To some, perhaps many, individuals like this appear lazy, and are very frequently labeled as such. While putting myself in these outsiders' shoes, I can completely relate to how one might view such a person, as no one truly "gets it" until it touches their own lives in an intimate manner. And, even when something of this nature is in your life everyday (say you are living with a loved one whom is experiencing the grasp of a chronic illness), you still don't really get to a level of complete understanding and true empathy.

I get it, it's hard to understand. It's difficult to grasp, and then deal with it on an everyday basis. Having compassion on a constant basis is a strain on the other party as well. Trust me, if you are that other person in the equation, we know that you want to scream, pull your hair out, and tell us to just get better, dammit! And trust me, there is nothing more in this world that anyone with a chronic condition wants than to just BE NORMAL AND HEALTHY. It's not fun, it's not comfortable, it's not what "life" should be, nor is it what we want.

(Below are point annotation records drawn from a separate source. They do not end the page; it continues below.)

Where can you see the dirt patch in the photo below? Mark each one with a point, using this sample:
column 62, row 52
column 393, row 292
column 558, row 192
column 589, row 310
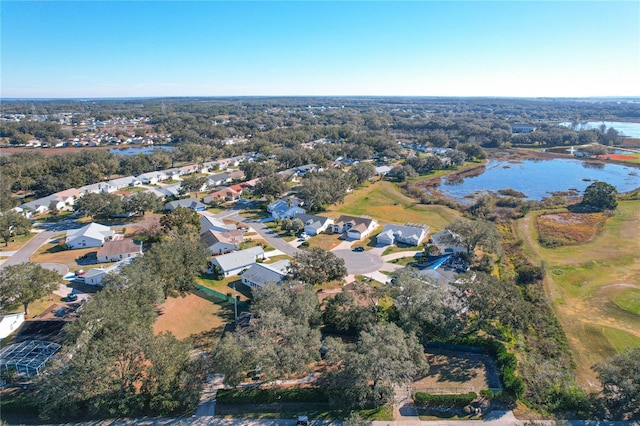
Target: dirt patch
column 191, row 315
column 457, row 372
column 561, row 229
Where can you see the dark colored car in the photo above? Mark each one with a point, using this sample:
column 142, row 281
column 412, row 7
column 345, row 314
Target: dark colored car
column 71, row 297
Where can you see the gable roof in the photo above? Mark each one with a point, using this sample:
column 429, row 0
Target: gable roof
column 118, row 247
column 260, row 274
column 238, row 259
column 358, row 222
column 190, row 203
column 405, row 231
column 209, row 222
column 211, row 237
column 311, row 220
column 92, row 230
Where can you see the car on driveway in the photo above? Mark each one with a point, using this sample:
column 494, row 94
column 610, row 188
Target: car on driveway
column 71, row 297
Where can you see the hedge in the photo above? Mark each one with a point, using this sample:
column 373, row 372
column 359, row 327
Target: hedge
column 450, row 400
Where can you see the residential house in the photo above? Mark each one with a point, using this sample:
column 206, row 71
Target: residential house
column 187, row 170
column 125, row 182
column 314, row 225
column 221, row 242
column 189, row 203
column 94, row 276
column 172, row 190
column 10, row 323
column 410, row 234
column 68, row 196
column 522, row 128
column 213, row 223
column 41, row 205
column 222, row 194
column 355, row 227
column 259, row 274
column 209, row 166
column 114, row 251
column 152, row 178
column 285, row 208
column 91, row 235
column 219, row 179
column 235, row 262
column 441, row 240
column 97, row 188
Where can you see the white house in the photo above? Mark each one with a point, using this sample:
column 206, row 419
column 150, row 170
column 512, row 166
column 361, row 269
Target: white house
column 440, row 240
column 114, row 251
column 213, row 223
column 189, row 203
column 408, row 234
column 314, row 225
column 221, row 242
column 10, row 323
column 259, row 274
column 235, row 262
column 91, row 235
column 94, row 276
column 355, row 227
column 285, row 208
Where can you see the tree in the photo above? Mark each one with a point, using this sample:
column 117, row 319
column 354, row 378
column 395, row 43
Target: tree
column 490, row 299
column 600, row 196
column 181, row 221
column 471, row 234
column 365, row 375
column 25, row 283
column 620, row 378
column 362, row 171
column 142, row 202
column 100, row 205
column 192, row 184
column 272, row 185
column 426, row 308
column 343, row 315
column 317, row 266
column 174, row 264
column 13, row 224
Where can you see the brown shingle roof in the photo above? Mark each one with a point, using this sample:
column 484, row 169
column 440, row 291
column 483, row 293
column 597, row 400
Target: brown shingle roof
column 118, row 247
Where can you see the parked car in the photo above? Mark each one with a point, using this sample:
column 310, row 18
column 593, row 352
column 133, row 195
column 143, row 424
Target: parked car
column 71, row 297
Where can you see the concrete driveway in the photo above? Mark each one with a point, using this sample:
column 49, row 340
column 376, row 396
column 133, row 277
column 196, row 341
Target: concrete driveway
column 359, row 262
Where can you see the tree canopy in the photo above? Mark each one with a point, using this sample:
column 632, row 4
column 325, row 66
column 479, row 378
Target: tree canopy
column 600, row 196
column 25, row 283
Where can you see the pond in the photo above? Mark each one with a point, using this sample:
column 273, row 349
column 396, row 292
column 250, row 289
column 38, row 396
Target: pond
column 135, row 150
column 539, row 178
column 631, row 130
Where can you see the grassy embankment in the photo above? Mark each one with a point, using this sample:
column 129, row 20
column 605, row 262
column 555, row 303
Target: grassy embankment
column 594, row 287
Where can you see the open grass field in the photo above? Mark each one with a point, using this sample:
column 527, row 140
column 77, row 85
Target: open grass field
column 594, row 287
column 55, row 252
column 384, row 202
column 191, row 315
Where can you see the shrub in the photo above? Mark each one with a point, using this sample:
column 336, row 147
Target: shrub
column 450, row 400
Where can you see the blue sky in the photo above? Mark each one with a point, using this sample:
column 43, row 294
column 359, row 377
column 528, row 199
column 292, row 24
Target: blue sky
column 413, row 48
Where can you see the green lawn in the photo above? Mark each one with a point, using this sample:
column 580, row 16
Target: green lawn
column 384, row 202
column 594, row 287
column 628, row 300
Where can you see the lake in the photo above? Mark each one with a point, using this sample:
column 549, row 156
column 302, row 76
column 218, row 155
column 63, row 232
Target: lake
column 538, row 178
column 135, row 150
column 631, row 130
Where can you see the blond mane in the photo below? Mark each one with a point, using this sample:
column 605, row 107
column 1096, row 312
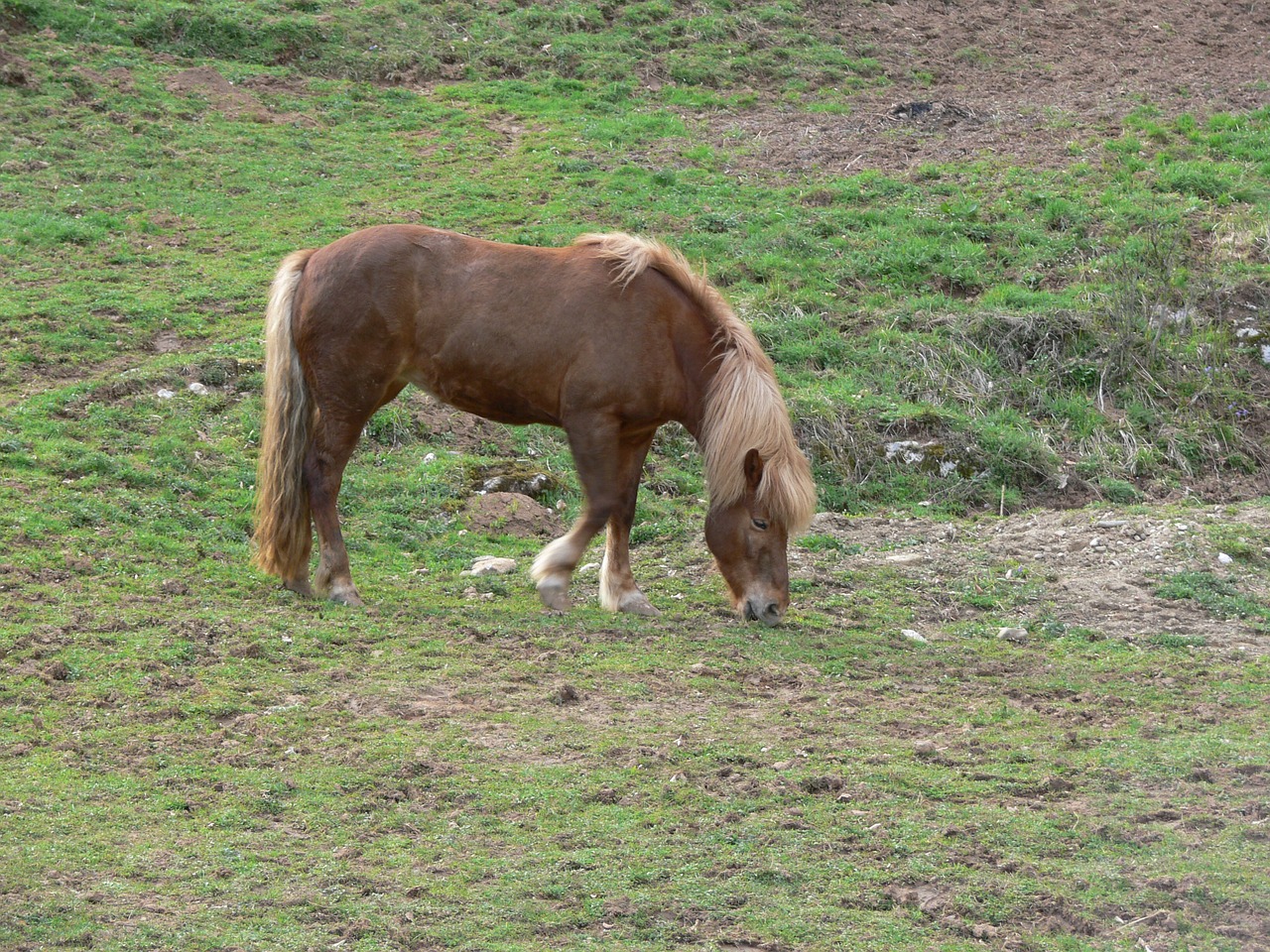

After you are asked repeatedly how you are doing, how you are feeling, ... as well as things more sarcastic, like, so ... when are you going to feel better? - even while many questions are simply out of love, respect and concern - it becomes harder and harder to answer, or even speak to at all, as the answer feels like it will never change. And I do believe that many people become fearful that perhaps it won't. At least this has become a very real fear for myself. I think too, that because such an all encompassing health related condition can feel as if it has saturated your life (and often it does), it absorbs a lot of one's being and fills the many corners of the person's existence, even when it is actively resisted. This leaves the disease in control, and it very quickly and easily begins to feel like you are the disease ... that it is the only thing that defines you. This is a tough place to be, and again, you find yourself trying to partake in a balancing act.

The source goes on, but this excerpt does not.